Is there a privacy toll on consumers?

We know that complying with regs about privacy can be costly to record keepers, including but not limited to health care providers. For example, it costs the school something to handle privacy and confidentiality responsibilities, on top of what it costs to maintain student and personnel records and other data.

But we are also paying a privacy premium to phone companies and Internet service providers and retailers. Part of that is to cover their costs of dealing with spam—warding it off, and not exposing you to new onslaughts from fresh batches of e-dresses. Part of the costs also have to do with preventing identity theft through acquisition of data concerning consumers. Such costs are passed on to consumers.

There’s another aspect to this “toll on consumers.” Those who sell to us like to reward us. That is because those merchants and service providers are so grateful, and benevolent. They like us, they really LIKE us! Because we are such good, loyal customers, and obviously likable too, they want to do something to show us they care.

Or maybe their reasons are less about warmth, and more about marketing more aggressively.

At the health-beauty-etc. store we can register for rewards programs, and are given special cards identifying us as members. We get special deals. Some advertising is targeted to us.

Same thing happens at many other stores, from hardwares to home improvement stores to grocery stores. I’ll have you know I am a preferred customer of several office supply chains. One recently reclassified me from Preferred to Preferred Silver. I assume this is a demotion. I dread receiving a notice that I have become Preferred Bronze, and envy those elite customers who have met the volume goals that would transmute their preferability metal to gold or platinum.

I order office supplies online. Having registered as a customer at each vendor’s online outlet, I am not amazed that each such vendor tracks my purchases with ease. This does not require spycraft, but the good business sense that causes a good bartender to remember each “regular’s” favorite tipple, or a good waitperson to remember you like Splenda with your coffee, and that’s regular coffee.

So I am enrolled in a kind of privileged shopper program at the local outlet of the prescription, health, beauty and sundries chain. I find extra super specials on the shelves as I stroll through. I get to buy those, because I am preferred by this chain. Other customers, who are merely accepted, and maybe even the ones who are barely tolerated, may buy those items, of course, but at regular price.

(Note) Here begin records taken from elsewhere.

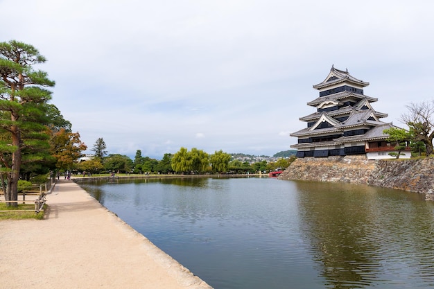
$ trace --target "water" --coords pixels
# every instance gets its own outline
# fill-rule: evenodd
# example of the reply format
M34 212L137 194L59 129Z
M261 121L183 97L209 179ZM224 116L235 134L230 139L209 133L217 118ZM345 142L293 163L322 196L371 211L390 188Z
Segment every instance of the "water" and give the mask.
M434 288L423 195L272 178L81 183L216 289Z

I also get e-mails telling me about the things I can buy as a favored customer, enrolled in the special program. My special qualities may wear off, as to those products, or the specialness of the pricing may wear off while I continue to hold my special status, unless I buy those items soon or while present stock lasts.

Critics of such card programs call them “registration and monitoring programs.” Critics say the registered customers are paying the regular price, for the most part, while the customers who decline to register for and use the programs pay extra.

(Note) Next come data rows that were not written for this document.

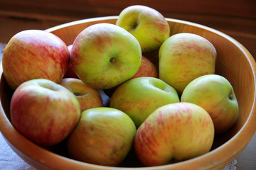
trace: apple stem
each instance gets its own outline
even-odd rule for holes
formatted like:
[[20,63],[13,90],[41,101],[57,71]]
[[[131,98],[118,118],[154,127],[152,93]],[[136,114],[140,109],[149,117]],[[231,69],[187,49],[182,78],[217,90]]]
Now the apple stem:
[[80,93],[74,93],[75,96],[80,96]]
[[132,26],[132,28],[135,29],[137,27],[138,24],[137,23],[134,23]]
[[230,99],[230,100],[233,100],[233,96],[232,94],[230,94],[228,98]]
[[115,62],[115,60],[116,60],[116,59],[114,57],[112,57],[110,59],[110,62],[114,63],[114,62]]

The critics also point out that the programs, designed to help classify and track and  market to customers in a better targeted way, involve customers’ willingness to provide more personally differentiated information, more identity stuff. Phone number and address and e-mail, for instance.

They couldn’t get your credit card number, could they? Um, what do you think? Yes, but they wouldn’t, would they? Or at least they would not “lose” it or share it or sell it, would they? We can only hope.

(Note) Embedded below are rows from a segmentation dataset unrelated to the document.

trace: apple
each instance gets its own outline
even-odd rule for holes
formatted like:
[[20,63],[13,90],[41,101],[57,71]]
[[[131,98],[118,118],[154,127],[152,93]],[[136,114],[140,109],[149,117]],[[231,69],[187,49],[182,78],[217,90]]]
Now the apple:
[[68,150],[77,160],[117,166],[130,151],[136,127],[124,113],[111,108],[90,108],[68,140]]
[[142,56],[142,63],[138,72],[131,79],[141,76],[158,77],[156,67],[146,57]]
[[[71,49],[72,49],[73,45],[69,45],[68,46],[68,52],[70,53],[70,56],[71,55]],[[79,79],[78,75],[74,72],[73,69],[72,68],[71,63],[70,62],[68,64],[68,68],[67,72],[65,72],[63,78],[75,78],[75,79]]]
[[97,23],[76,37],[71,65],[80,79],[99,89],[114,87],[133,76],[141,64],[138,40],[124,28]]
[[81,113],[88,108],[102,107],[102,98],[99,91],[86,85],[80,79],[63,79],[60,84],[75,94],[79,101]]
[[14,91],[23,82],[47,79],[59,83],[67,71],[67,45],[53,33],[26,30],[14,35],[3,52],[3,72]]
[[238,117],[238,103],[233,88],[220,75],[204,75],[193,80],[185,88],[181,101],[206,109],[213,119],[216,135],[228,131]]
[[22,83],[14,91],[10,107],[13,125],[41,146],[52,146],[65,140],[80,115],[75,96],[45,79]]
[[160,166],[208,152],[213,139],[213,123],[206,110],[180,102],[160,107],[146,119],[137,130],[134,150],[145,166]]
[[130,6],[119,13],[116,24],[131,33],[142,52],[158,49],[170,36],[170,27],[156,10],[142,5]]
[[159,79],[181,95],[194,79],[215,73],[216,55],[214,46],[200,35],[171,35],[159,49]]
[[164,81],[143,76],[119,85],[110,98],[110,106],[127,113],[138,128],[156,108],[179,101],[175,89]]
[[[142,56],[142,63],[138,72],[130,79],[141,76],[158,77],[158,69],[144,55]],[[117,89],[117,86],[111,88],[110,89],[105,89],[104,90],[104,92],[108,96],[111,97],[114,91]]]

But consider this. The people who pay those higher prices for rejecting frequent shopper programs are making a financial sacrifice for privacy. Are we okay with a privacy surcharge?

Loss of privacy, or the distribution of our mailing information, sets us up for junk mail. The opt-out programs are very poorly operated, and the junk mail law is lacking in dentition.

Sure, you can throw junk mail away. But you have to sort through it. Then it has to be discarded (and some of us take the address and other data-rich parts off first). Then it gets carted to the landfill in gross quantities, or recycled at considerable cost and little profit.

Consider that the average mail patron receives several pieces of junk mail in every mail delivery, and a household gets 1,000 or more every year. It adds up to about 4.5 million tons in the U.S., annually. To produce that paper it takes around 100 million trees. About half of the junk mail is never opened.

Do you have enough privacy?  E-mail me and let me know. (But then I’ll have your e-dress, won’t I!) Or you could call me—(but unless you block it, I’ll see your number).  Or drop me a card. (You might not want to use stationery or an address label, though.)